13 July 1824–15 Mar. 1886
James Iredell Waddell, captain of the Confederate cruiser Shenandoah, was born in Pittsboro, Chatham County, the son of Francis Nash and Elizabeth Davis Moore Waddell. He was the grandson of Alfred Moore and the great-grandson of Hugh Waddell. Reared by his maternal grandmother, Waddell received his early education at the Hillsborough Academy. In 1841 he obtained an acting midshipman's commission in the navy. Shortly after reporting for duty to Norfolk, Va., Waddell challenged another midshipman to a duel and received a serious leg wound that left him with a limp for the rest of his life. In 1846 he served in the Mexican War aboard the Somers in the Gulf of Mexico. Distinguishing himself as a navigator, he was later transferred to Annapolis to take advanced navigation courses.

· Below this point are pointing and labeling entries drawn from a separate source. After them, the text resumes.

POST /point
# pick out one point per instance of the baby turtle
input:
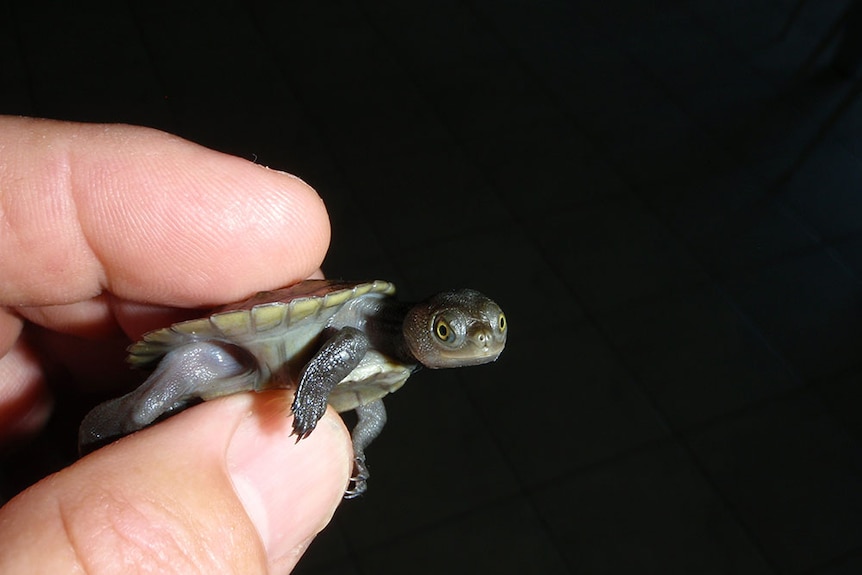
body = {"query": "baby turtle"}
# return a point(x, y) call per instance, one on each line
point(343, 343)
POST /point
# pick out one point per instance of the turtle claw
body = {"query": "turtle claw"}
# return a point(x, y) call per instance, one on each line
point(305, 418)
point(359, 481)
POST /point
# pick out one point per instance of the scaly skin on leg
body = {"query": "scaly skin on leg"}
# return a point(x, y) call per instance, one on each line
point(332, 363)
point(372, 418)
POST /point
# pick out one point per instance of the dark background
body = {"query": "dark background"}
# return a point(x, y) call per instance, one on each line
point(665, 197)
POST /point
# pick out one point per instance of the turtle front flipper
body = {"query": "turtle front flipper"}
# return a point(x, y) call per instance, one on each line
point(333, 362)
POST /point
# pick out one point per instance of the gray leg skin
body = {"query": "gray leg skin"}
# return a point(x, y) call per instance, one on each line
point(372, 418)
point(198, 371)
point(332, 363)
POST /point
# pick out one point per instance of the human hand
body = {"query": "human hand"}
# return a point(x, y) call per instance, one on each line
point(108, 229)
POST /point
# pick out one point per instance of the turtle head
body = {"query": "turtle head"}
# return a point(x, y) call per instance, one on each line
point(454, 329)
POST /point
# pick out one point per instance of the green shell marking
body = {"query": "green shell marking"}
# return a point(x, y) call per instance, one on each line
point(284, 314)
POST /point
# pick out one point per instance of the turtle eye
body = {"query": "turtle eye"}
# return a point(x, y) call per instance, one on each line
point(442, 330)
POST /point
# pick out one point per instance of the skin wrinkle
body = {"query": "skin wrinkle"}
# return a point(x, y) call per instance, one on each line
point(80, 565)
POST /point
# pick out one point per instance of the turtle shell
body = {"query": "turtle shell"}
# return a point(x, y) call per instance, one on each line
point(282, 330)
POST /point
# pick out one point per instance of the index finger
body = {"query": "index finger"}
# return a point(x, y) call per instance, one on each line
point(145, 215)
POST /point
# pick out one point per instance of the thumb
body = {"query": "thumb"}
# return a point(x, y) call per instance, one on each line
point(219, 488)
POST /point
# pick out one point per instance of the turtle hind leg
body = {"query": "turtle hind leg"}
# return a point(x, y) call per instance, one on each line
point(370, 422)
point(185, 376)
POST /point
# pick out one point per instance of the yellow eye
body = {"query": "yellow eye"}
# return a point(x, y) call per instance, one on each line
point(442, 330)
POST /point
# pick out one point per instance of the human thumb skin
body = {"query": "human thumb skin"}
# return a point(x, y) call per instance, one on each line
point(220, 488)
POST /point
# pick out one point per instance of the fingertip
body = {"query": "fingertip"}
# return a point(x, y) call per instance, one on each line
point(217, 488)
point(289, 488)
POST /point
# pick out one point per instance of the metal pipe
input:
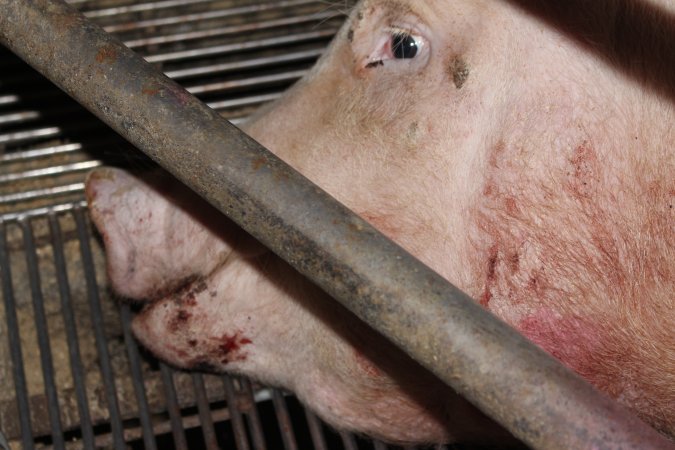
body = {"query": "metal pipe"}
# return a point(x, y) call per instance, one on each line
point(513, 381)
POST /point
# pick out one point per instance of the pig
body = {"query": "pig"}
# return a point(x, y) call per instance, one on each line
point(514, 150)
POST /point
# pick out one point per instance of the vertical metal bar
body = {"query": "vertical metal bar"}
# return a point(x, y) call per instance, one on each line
point(284, 420)
point(235, 415)
point(14, 338)
point(43, 336)
point(137, 379)
point(71, 332)
point(348, 441)
point(255, 425)
point(174, 409)
point(97, 321)
point(315, 430)
point(205, 419)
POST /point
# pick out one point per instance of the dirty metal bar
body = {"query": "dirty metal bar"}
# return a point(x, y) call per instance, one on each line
point(513, 381)
point(76, 368)
point(315, 431)
point(177, 430)
point(205, 419)
point(97, 321)
point(14, 337)
point(46, 359)
point(254, 423)
point(137, 380)
point(284, 420)
point(348, 441)
point(237, 421)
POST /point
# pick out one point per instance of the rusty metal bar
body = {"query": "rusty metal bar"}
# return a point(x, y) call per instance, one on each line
point(513, 381)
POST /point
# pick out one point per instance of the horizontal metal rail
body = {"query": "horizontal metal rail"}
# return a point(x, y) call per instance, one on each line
point(516, 383)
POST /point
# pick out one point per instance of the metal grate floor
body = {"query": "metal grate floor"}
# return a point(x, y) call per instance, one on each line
point(73, 376)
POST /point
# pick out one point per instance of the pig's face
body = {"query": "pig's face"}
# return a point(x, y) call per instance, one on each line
point(493, 147)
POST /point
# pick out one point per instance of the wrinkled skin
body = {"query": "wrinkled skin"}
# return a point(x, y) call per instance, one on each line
point(505, 154)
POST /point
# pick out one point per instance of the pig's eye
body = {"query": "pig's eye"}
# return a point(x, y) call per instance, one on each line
point(396, 45)
point(405, 45)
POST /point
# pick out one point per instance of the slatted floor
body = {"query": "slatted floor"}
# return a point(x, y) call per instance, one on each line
point(73, 376)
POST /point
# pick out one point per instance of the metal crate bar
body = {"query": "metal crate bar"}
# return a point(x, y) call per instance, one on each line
point(479, 356)
point(76, 368)
point(97, 321)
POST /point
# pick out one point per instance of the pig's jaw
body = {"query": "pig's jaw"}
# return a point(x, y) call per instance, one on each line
point(250, 313)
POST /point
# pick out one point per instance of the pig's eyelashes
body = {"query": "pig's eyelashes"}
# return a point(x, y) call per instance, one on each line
point(398, 44)
point(405, 45)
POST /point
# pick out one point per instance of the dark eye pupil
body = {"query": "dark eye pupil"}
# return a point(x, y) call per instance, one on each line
point(404, 46)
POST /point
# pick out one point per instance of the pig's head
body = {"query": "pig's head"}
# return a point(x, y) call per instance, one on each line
point(514, 159)
point(501, 151)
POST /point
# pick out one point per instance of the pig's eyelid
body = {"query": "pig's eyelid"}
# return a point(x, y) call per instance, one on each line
point(384, 50)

Between 1850 and 1857 Waddell served on the German-town and Release, patrolling the waters around South
America. In 1857 he was again transferred to Annapolis to teach navigation. After visiting Waddell in 1858, Samuel A. Ashe described him as "six feet one inch in height, with a powerful frame weighing more than two hundred pounds." In 1859 Waddell was assigned to duty in the Pacific, where he remained until the Civil War began.At that time he resigned his commission and went to Richmond to join the Confederacy. On 27 Mar. 1862 he was commissioned a lieutenant in the Confederate navy and after one year of service in the South was ordered to Europe. On 19 Oct. 1864 to took command of the Sea King, a British merchant ship that had been purchased by the Confederacy and refitted as a maritime raider. Rechristened the Shenandoah, it set a course for the Pacific with orders to destroy the New England whaling fleet. The Shenandoah was enormously successful, capturing thirty-eight ships and destroying thirty-two, worth $1,772,223.
The cruise of the Shenandoah, which had been a glorious adventure for Waddell and his crew, ended on a note
of tragic irony. On 23 June 1865 they learned from newspaper accounts aboard a captured ship of General Robert E. Lee's surrender at Appomattox the previous April. However, the same dispatches contained Jefferson Davis's Danville proclamation urging the South to fight on. This Waddell and his men proceeded to do. Only in August did they receive definite word that the war was over.Official Union policy had always considered the Confederate cruisers as pirates. Without a government the Shenandoah was most vulnerable to charges of piracy, and Waddell regarded surrender to the United States as impossible. Deciding that their chances were better in Europe, he set a course by way of Cape Horn for Liverpool, 17,000 miles away. On 6 Nov. 1865 the Shenandoah, the last Confederate cruiser and the only one to sail around the world, reached Liverpool and surrendered to the British government.
Remaining in England until adverse public opinion towards him in the United States subsided, Waddell returned in 1875 and took a position as captain of the San Francisco for the Pacific Mail Company. In 1877, while commanding the San Francisco, he struck an uncharted reef, and the ship sank without losing a passenger. Returning to Annapolis, he took command of a small police force that controlled the oyster fleets in the Chesapeake Bay.
Waddell died of a brain disorder and was buried at St. Anne's Church (Episcopal), Annapolis. He was survived by his wife, the former Ann S. Iglehart of Annapolis, whom he had married in 1848. They had no children. Photographs of Waddell are on file at the North Carolina State Archives, Hillsborough Historical Museum, and North Carolina Collection at the University of North Carolina.